Automating image collection

Posted by @afiaka87

Collecting images enables us to customize powerful machine learning models in new and exciting ways. For example, some of text-to-image models on Replicate can be steered using an existing image. This capability is great for when we want to steer vision models toward a particular scene or aesthetic, but it requires that we have example images of our own.

I’m Clay, a member of LAION and of the team at Replicate. In this post, I’m going to show you how to use a pip package called clip-retrieval to collect hundreds of images (and captions) from the LAION-5B dataset. We’ll look at how to collect images that either match a text description or have a similar style to some existing images.

clip-retrieval was developed by a fellow member of LAION, Romain Beaumont. It works by embedding the billions of images and captions in the LAION dataset with CLIP. Using the magic of k-NN and autofaiss, we can create an in-memory index over these embeddings with fairly fast retrieval times. If you’re interested in how this works on a technical level, I recommend reading Romain’s article “Semantic search with embeddings: index anything”.

Getting started

Let’s get started by installing clip-retrieval:

pip install clip-retrieval

lets us query pre-built CLIP faiss indexes using the class ClipRetrieval.ClipClient. By default, queries are sent to the free, hosted knn index over LAION-5B built by LAION-AI.

We can set a custom num_images to return. Let’s use 400 for now.

from clip_retrieval.clip_client import ClipClient, Modality

laion5b_search_client = ClipClient(
    url="https://knn5.laion.ai/knn-service", # url may change, check github.com/rom1504/clip-retrieval
    indice_name="laion5B",
    num_images=400,
)

Query LAION-5B with text

After getting set up, we can query the backend:

results = laion5b_search_client.query(text="fresh avocado, digital art")

The response will be a JSON array of results containing a caption, url, and similarity.

[
  {
    "caption": "Авокадо",
    "url": "https://t1.ftcdn.net/jpg/00/79/43/44/240_F_79434473_qNSi5WUEi8y3oFrwPjupQvxbUIzXY7mE.jpg",
    "id": 4540616960,
    "similarity": 0.5977489948272705
  } // ...more results
]

avocado

the second result for “fresh avocado, digital art”

Because the API de-duplicates results, we won’t get exactly 400 back.

print(len(cat_results))
$ 321

But, hey - 321 isn’t half bad!

Get variations of your image with a text2image model

I love to use this as a way of finding good init images for various text-to-image models.
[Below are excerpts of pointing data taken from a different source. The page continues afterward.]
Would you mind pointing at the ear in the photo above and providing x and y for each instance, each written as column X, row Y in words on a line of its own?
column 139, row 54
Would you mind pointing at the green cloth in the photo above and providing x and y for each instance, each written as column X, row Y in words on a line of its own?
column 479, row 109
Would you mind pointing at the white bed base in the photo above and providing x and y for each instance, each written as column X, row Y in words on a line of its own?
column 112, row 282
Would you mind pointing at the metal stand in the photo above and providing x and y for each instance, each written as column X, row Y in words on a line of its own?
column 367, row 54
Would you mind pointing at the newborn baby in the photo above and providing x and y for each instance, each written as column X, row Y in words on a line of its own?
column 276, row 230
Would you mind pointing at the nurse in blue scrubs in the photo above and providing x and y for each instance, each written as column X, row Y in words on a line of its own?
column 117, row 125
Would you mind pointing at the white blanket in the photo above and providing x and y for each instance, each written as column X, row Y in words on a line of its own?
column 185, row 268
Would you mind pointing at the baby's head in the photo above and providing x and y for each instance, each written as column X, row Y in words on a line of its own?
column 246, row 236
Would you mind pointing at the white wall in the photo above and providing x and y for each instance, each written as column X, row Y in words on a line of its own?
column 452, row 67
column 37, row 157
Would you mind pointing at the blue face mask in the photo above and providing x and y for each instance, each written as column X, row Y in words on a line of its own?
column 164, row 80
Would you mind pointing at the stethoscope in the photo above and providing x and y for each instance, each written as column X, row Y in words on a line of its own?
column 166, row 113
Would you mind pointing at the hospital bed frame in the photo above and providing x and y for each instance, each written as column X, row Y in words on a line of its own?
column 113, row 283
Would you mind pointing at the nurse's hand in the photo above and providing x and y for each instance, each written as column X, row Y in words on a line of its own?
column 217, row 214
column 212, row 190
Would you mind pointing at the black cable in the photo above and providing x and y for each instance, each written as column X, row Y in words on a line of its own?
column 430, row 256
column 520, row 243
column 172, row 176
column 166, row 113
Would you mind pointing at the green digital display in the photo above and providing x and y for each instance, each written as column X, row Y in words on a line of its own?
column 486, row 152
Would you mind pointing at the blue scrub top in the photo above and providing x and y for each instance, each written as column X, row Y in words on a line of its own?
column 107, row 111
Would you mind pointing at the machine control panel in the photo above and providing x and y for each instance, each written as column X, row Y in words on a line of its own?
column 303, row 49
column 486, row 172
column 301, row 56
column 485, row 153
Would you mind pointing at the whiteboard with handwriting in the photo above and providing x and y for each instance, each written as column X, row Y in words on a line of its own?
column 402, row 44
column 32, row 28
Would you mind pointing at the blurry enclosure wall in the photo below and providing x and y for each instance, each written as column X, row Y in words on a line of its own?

Init images guide a text-to-image model to produce different variations of your image, with some influence from the specified prompt. In some cases, using an init image can even make the model run faster (I also mentioned init images in my previous blog post).

We can use Replicate to explore the effect of init images easily. First, we get set up on Replicate:

pip install replicate

Grab your API token from here, then set your API token as an environment variable.

export REPLICATE_API_TOKEN=...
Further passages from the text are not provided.